Event Extraction by Answering (Almost) Natural Questions

Introduction

The goal of event extraction is to create structured information from unstructured one.

So, basically, it tries to answer questions like: “What is happening?”, ”Who?”, “What?” is involved in something..

Let’s see a practical example to get a better understanding:

Input ( unstructured information ):

“As part of the 11-billion-dollar sale of USA Interactive's film and television operations to the French company and its parent in December 2001, Interactive USA received 2.5 billion dollars in preferred shares in Vivendi Universal Entertainment.”

Output ( structured information ):

Event type: Transaction - Transfer - Ownership

Trigger: sale

Buyer: French company

Seller: Interactive USA

Artifact: operations

The trigger is essentially the word from the unstructured data that gave away the event type ( or whatever made the system come to the current conclusion ).
The arguments here: Buyer, Seller, Artifact are all arguments that have a semantic value for the current event type: Transaction - Transfer - Ownership

The problems so far:

Previous approaches rely too much on entity ( entity example: French company ) information for the extraction of arguments. This means that they can use pre-trained models to identify entities ( such as persons, places, organisations and so on ) and only b that ( once we have the entities established ), we can assign arguments roles to them. The problem here is that if we misidentify the entity or we mislabel the semantic class of an entity it’s game over.
We need two steps: identify the entities and categorize them and after that assign the semantic class. If we get something wrong, the next step of identification will build up on the previous one so we now have error propagation.
We can’t exploit the similarities between arguments that may be related but are part of different event types.

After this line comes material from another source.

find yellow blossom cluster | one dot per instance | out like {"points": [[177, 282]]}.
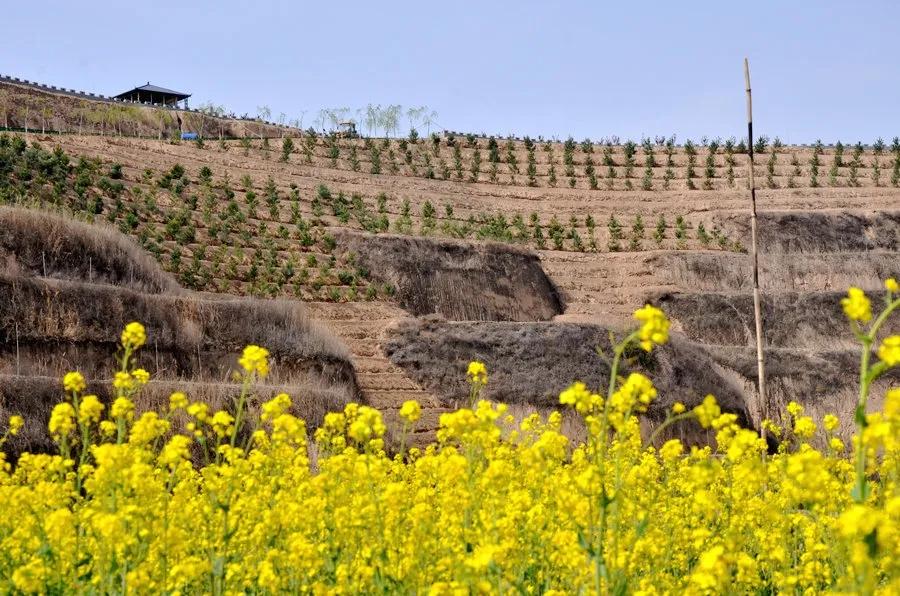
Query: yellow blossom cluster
{"points": [[234, 503]]}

To get a better understanding of the flow that is imposed by the previous approaches: They first identify the event trigger, then the entities ( with no semantics, just: French company and operations ), and then assign some semantic classes ( argument roles ) to them: Buyer, Seller, Artifact and so on.

Different approach

Let’s try a different approach: QA ( Question Answering )

We are going to use two BERTs:

One for detecting the trigger
One that will answer the questions and find out the artifacts ( with argument roles already attached ) of the event type

Improvements:

This approach does not need to identify any entities as a prerequirement.
The QA templates permit transferring knowledge between similar event types
It can also work on zero-shot settings ( data that was not included in the training datasets, meaning that it can extract arguments for events it has never seen before )

General structure:

The first BERT is used to extract a single token from the unstructured data and associate it to a type ( from a pre-defined set of event types ).
The second BERT will try to answer the questions and identify the artifacts of the event type.
A dynamic threshold is applied to only retain the candidates that are above it.

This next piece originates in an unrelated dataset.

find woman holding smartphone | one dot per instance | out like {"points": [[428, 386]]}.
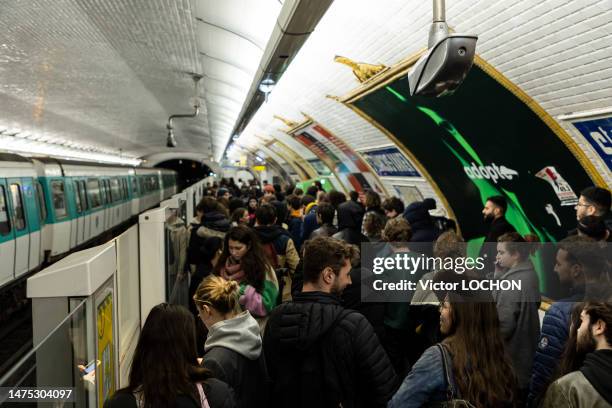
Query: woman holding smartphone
{"points": [[165, 371]]}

How do you ask the questions?

For identifying the trigger we can use one of the following:

What is trigger
Trigger
Action
Verb

So for Action ( the third option from the ones presented above ), it would be like this: [CLS] Action [SEP] As part of the 11 billion-dollar sale ... [SEP]

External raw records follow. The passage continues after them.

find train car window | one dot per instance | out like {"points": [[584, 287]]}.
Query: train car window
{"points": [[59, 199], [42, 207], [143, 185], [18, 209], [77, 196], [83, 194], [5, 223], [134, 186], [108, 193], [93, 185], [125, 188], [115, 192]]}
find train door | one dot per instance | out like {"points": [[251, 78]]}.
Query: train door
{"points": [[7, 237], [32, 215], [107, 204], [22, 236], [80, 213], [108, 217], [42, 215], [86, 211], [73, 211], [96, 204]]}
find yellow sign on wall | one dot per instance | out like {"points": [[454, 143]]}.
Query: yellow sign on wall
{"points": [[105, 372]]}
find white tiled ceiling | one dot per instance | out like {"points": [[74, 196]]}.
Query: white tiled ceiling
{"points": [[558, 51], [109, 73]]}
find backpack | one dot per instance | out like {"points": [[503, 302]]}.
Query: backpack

Note: [CLS] and [SEP] are part of the standard BERT-style format.

After that, for identifying the arguments we can use:

The role name ( like: agent, place ).
Use the WH question: “WHO? is the” for persons “WHERE? is the” for places.
Use a more natural sounding question described in the ACE (Automatic Content Extraction) annotation guidelines. Use the trigger itself in the questions: WHO is the person in <trigger>?

What models are there to answer the questions?

So, as said before, we use BERT for both trigger and arguments detection:

BERT_QA_Tigger
BERT_QA_Arg

First we decide and use a template ( for asking the questions ). It is then translated into the BERT-like sequences:

[CLS]<question>[SEP]<sentence>[SEP].

That then gets contextualized.

Now, the output layer of both QA models is different:

BERT_QA_Trigger predicts the event type for each token in the sentence (or None, if it is not an event trigger)

For the trigger prediction we use a parameter matrix Wtr that is defined on R (H x T) (where T is the total number of event types + 1 (for the non-trigger token)) and H is the hidden size of the transformer. We use a softmax layer to convert the logits into a multi-class probability ( for every event type basically ). Now, when trying to test on new, unseen data, we apply argmax on the probabilities to get the highest probability ( obviously 🙂).

BERT_QA_Args predicts the start and end offsets for the argument span (so the start and end index of the words that represent an argument)

We use 2 new matrices here: Ws( Weights start ), We( Weights end ), and then use softmax on them to convert the logits into a multi-class probability ( of a token (word) to be selected as a start / end span ).
When training we use the sum of the start token loss and the end token loss. We obviously try to minimize that.
When testing, this deed seems to be more complicated than expected: there are usually a lot or no spans to be selected from. That is why we use a dynamic threshold.

Now, let’s describe how we are going to get the arguments.

We will use 2 algorithms:

Harvest all valid argument spans candidates ( for each argument role ) Enumerate all possible combinations of start, end ( via 2 imbricated loops ). We then eliminate some of them that do not fit some conditions:

Start and end must be in the input sentence.
The length of the span itself must ( obviously 🙂) be smaller than the maximum allowed.
All arguments spans should have a higher probability than that of the [CLS] (no argument) token.
Calculate the relative score for the candidate span selected.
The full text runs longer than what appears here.